On page xxv, paragraph  12.4, which comments on share transfer, the following is recorded."The Committee regards that it is inequitable that share transfer property transactions avoid Stamp Duty, whereas equivalent property secured by conventional means suffers Stamp Duty. However it is not a straightforward matter to rectify and the Committee is announcing its intention at this stage to address this inequitable situation and bring forward proposals for levying Stamp Duty on share transfers which carry rights to Jersey property in next year's budget." The Committee does not state what proposals it will bring forward. I also question its positive intent to bring forward the necessary legislation in a reasonable timescale.
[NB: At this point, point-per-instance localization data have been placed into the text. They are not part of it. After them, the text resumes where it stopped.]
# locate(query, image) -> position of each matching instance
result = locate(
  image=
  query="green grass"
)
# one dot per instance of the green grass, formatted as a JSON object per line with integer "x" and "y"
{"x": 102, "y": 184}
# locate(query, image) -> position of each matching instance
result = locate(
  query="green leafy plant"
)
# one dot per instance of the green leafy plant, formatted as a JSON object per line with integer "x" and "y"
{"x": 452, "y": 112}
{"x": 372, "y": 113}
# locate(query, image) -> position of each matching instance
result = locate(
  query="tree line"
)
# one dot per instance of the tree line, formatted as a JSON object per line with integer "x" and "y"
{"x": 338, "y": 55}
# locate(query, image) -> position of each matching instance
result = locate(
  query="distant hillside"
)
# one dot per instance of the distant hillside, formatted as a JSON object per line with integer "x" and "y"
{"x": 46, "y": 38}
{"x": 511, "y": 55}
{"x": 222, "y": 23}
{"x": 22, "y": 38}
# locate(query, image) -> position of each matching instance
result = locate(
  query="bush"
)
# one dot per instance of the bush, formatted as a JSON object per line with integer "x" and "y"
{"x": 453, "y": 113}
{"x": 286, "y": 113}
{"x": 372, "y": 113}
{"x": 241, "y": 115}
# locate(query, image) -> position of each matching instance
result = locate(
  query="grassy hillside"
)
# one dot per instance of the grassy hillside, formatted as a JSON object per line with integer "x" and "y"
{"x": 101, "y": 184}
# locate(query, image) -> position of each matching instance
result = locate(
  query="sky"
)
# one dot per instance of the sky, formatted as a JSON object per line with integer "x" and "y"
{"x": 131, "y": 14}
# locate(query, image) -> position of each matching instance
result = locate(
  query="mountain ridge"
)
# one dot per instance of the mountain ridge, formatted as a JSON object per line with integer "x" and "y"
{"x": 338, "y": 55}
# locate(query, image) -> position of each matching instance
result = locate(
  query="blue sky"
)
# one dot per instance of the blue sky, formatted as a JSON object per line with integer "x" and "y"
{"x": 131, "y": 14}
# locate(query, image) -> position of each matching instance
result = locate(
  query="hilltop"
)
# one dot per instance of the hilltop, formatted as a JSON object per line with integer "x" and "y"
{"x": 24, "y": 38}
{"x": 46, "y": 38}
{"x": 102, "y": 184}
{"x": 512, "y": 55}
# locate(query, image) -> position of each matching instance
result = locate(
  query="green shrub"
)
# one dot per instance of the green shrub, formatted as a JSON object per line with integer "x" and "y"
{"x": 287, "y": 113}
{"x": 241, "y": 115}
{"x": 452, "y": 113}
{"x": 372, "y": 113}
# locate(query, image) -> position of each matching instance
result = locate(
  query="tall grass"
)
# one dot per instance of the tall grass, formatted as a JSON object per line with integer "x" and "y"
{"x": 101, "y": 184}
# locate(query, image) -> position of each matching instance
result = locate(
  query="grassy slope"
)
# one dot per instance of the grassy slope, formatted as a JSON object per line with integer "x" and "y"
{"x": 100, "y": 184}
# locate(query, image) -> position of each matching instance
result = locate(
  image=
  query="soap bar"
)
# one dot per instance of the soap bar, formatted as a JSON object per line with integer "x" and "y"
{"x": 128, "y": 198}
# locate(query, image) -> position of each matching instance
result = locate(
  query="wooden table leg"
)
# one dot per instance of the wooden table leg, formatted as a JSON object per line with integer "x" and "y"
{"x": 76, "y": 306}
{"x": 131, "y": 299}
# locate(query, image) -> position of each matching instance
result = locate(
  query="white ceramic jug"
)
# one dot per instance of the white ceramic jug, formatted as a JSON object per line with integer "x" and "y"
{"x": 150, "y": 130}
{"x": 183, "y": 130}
In Jurat Blampied's Report he believed that there were a number of problems to overcome by wide-ranging legislation and did not believe that the additional revenue that would be received would warrant the additional administrative costs that would be incurred by the States and by the private sector. He also believed that to include commercial property would be a hindrance to business if stamp duty were to be imposed on the transfer of shares in a company engaged in commercial activities.
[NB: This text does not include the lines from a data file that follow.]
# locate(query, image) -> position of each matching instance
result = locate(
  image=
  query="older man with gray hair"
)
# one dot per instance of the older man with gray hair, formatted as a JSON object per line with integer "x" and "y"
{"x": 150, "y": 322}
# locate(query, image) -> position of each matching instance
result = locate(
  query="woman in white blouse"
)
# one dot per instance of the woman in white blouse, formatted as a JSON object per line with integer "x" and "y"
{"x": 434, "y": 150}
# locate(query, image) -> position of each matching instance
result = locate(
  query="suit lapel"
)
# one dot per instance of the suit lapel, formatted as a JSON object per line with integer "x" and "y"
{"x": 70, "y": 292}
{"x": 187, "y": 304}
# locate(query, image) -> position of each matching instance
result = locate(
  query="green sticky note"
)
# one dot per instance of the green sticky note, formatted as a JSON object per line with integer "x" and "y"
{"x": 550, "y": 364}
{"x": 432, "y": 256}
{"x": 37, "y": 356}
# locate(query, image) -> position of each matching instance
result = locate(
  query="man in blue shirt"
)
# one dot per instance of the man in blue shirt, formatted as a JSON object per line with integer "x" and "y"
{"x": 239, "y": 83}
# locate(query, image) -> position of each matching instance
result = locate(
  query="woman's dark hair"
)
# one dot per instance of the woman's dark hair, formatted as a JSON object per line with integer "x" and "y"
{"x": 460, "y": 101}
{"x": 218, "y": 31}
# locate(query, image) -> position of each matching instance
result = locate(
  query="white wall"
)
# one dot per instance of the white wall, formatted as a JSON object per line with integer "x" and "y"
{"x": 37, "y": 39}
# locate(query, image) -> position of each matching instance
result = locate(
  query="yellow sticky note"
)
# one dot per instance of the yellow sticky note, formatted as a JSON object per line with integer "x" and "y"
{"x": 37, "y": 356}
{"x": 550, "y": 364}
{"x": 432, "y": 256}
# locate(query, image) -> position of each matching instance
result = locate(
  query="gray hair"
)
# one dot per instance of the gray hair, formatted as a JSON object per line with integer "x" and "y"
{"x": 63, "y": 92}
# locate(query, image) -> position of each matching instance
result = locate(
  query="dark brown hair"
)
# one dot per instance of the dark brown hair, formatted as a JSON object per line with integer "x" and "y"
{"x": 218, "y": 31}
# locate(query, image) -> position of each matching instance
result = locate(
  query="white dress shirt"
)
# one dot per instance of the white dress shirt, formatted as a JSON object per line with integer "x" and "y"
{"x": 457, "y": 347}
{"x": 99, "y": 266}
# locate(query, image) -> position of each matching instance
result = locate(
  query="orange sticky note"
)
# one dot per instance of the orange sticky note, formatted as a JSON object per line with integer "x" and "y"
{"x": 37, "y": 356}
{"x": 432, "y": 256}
I am respectful of the Jurat's comments but I believe that his reasons do not justify avoiding or delaying the issue. From the information I have received, as much as one million pounds a year is lost in revenue. I am also concerned that unless the States charges the Finance and Economic Committee to address the issue during 2005, the matter could well drag on. This would not only be unfair on those who pay stamp duty, but much-needed revenue would be lost.

I understand that there are law drafting implications, but I am also mindful of the law drafting implications surrounding the drafting of the Limited Liability Partnership legislation which was fast-tracked on the grounds that it was in the Island's best interest. Surely it must be in the Island's interest to introduce legislation which not only brings about equality but also much-needed revenue. It is difficult to understand why the Finance and Economic Committee has taken so long to address the issue.

Because of the law drafting implications I would have thought it more appropriate for the Finance and Economics Committee to seek "in principle" support for the introduction of legislation before drafting it. It would make little sense to have spent considerable time and effort drafting the legislation only for the States to reject it. Also, to ensure that the Finance and Economics Committee has the support of the States and to expedite matters to ensure that it will bring forward the necessary legislation for the year 2006, I ask that Members support my Proposition.

I am mindful of Jurat Blampied's comments re commercial property, and because of his comments I have separated the two issues. However, I believe that there should be equality, and would hope that Members will give approval to ensure that stamp duty is payable on both residential and commercial properties.

In my view, there are no financial or manpower consequences arising from this proposition.